Mes pas font écho à ceux de Shane dans cette petite rue adjacente à Utica Avenue. Sa démarche est rapide. Les mains dans ses poches, il ne m'adresse pas un seul regard, raison pour laquelle je préfère me tenir en retrait dans son dos. Au bout de quelques minutes, il s'arrête devant un immeuble dont la façade de briques rouges semble avoir déjà bien souffert des assauts du temps. Une lanterne jaune est suspendue à une gouttière et illumine faiblement le clair-obscur de la fin du jour. Shane s'engouffre dans des escaliers en béton qui mènent tout droit à un sous-sol ombreux, jusqu'à disparaître complètement, comme englouti par la pénombre. 

Un léger sourire se dessine sur mes lèvres quand que je dévale à mon tour les marches, entraînée par les vagues d'adrénaline qui abreuvent mon cerveau et en dépit des perpétuelles alertes de prudence de ma conscience. Une fois ma vue habituée à l'obscurité, je détaille l'ombre de Shane, fondue dans le décor à la perfection ; il est adossé contre le mur de brique juxtaposé à une petite porte en métal rouillé. Lorsque j'arrive enfin à sa hauteur, je parviens à déchiffrer les marques d'épatement ironique sur son visage ; sans doute pensait-il que je ne franchirais pas la première marche. Je décide donc de ne pas relever. 

Il se redresse puis tambourine contre le battant métallique. Après quelques secondes, la porte s'ouvre lentement sur un homme d'une cinquantaine d'années, trapu et bien plus petit que Shane, vêtu d'un t-shirt blanc à l'effigie des Yankees. Une large tache de trace de café en orne la couture, qui recouvre son pantalon usé et trop grand. Son crâne dégarni, sa fine barbe clairsemée de filaments d'argent et ses yeux globuleux lui confèrent une expression de bonhomie attendrissante. Tout cela bien sûr, si l'on omet la peur qui transparaît dans son regard à la vue de Shane.
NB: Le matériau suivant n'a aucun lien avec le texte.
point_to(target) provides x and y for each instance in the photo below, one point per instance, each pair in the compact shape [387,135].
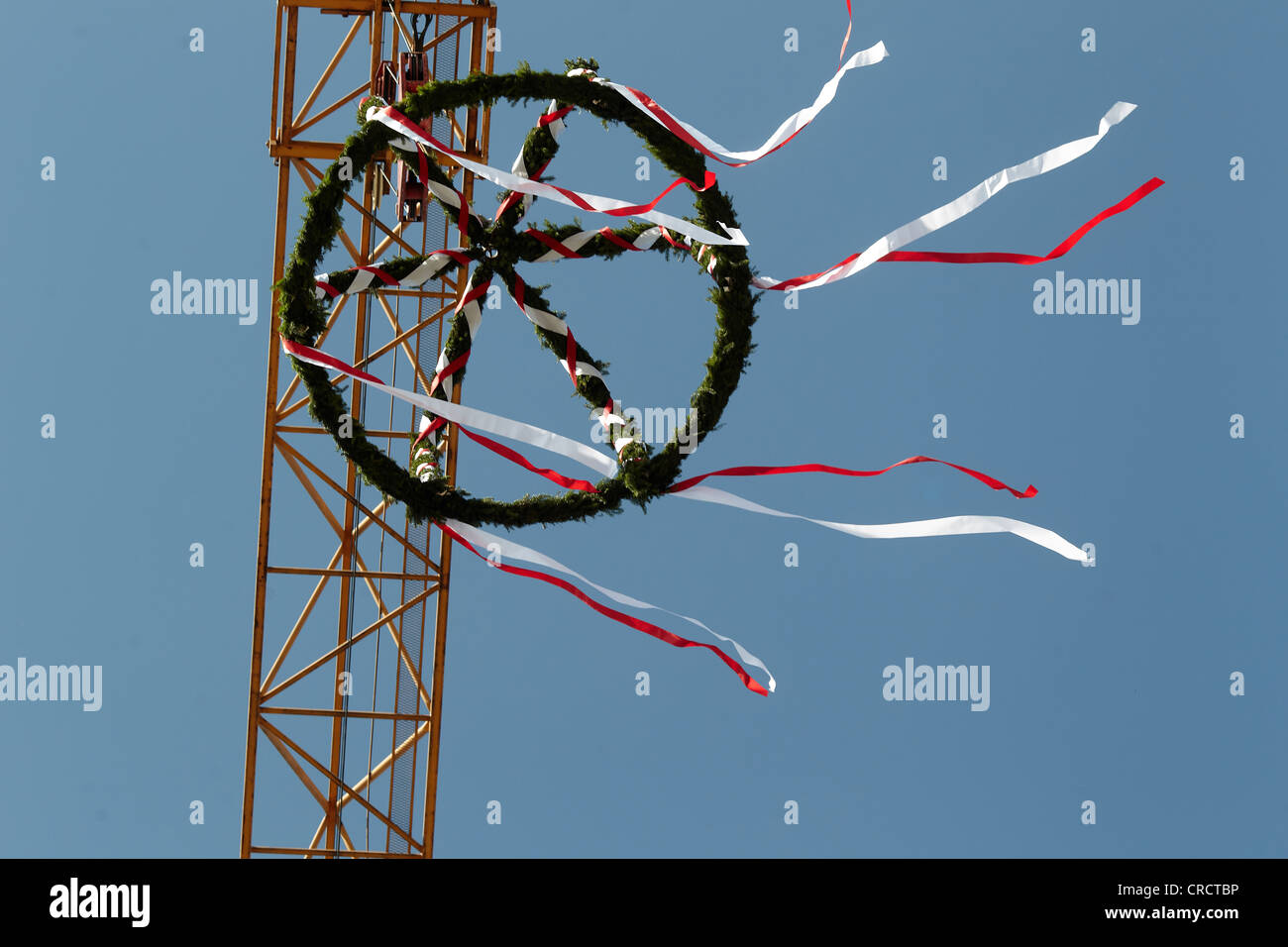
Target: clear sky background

Le petit homme commence alors à balbutier, secoué par une cascade de tremblements :

— Shane ! Je... Qu'est-ce que tu veux ? Je vous apporte tout le mois prochain ! Je n'ai rien sur moi !

— Jack...

— Je vous paierai tout ce que je vous dois, je te le jure ! Laisse-moi du temps, je t'en prie ! J'ai une famille ! Ne me fais pas de mal, je...

— Jack !

Shane s'approche précipitamment de l'homme et entoure ses épaules charnues de son bras avant de le presser légèrement contre lui. Ce dernier, en nage, fixe le néant devant lui de ses yeux presque exorbités.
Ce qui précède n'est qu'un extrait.